日本女子代表(なでしこジャパン)が、ナイジェリア女子代表との親善試合で連勝した。もっとも、相手のナイジェリアは平均年齢21歳程度の若いチームであり、最初からチーム力にははっきりした差があったので、2連勝は当然の結果ではある。女子代表の試合を見るのは7月の東アジア選手権以来だった。あの時の、すべてがチグハグだった試合ぶりと比べると、ナイジェリア戦は見違えるようだった。「改善された」と言うべきか、「本来の姿を取り戻した」というべきか……。

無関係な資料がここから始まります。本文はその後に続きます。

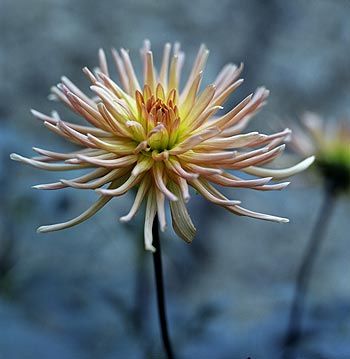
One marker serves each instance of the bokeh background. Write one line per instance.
(88, 292)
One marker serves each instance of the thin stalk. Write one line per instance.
(158, 272)
(293, 333)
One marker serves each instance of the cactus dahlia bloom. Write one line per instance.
(160, 139)
(330, 142)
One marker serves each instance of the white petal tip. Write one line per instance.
(42, 229)
(150, 248)
(124, 219)
(15, 157)
(284, 220)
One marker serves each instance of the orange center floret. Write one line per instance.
(159, 118)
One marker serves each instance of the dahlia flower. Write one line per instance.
(160, 139)
(330, 142)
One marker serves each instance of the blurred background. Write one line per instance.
(88, 292)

長崎での第1戦はテレビで観戦しただけだったが、澤穂希の存在感が際立っていた。いつも思うことだけれども、本当に攻守ともに、ポイントとなる場面に必ず顔を出す澤の戦術眼には恐れ入るばかりだ。長崎での試合では、澤と宮間あやがボランチでコンビを組んだのだが、澤が隣にいることで宮間が安心感を持って、気持ちよさそうに、のびのびとプレーしていた。東アジア選手権では、宮間は不調だった。攻撃のスイッチを入れるパスを出すどころではない。宮間のミスをきっかけにピンチを招く場面があまりにも多かった。

宮間は、長崎の試合で取り戻したリズムの良さを、千葉での第2戦にもそのまま持ち越していた。PKでの先制点を決め、FKから阪口夢穂の2点目をアシストと、宮間は2ゴールに絡んだが、そんなゴールの場面は、宮間であれば当たり前のプレーだろう。相手のDFとDFの間を通して、サイドの選手を走らせる絶妙のスルーパスこそが、宮間の本当の見せ場だった。ナイジェリアの中央での守備はかなり堅かったので、いつも以上にサイドを使う意識が高かったように見えた。そして、宮間は守備面でも見事に貢献した。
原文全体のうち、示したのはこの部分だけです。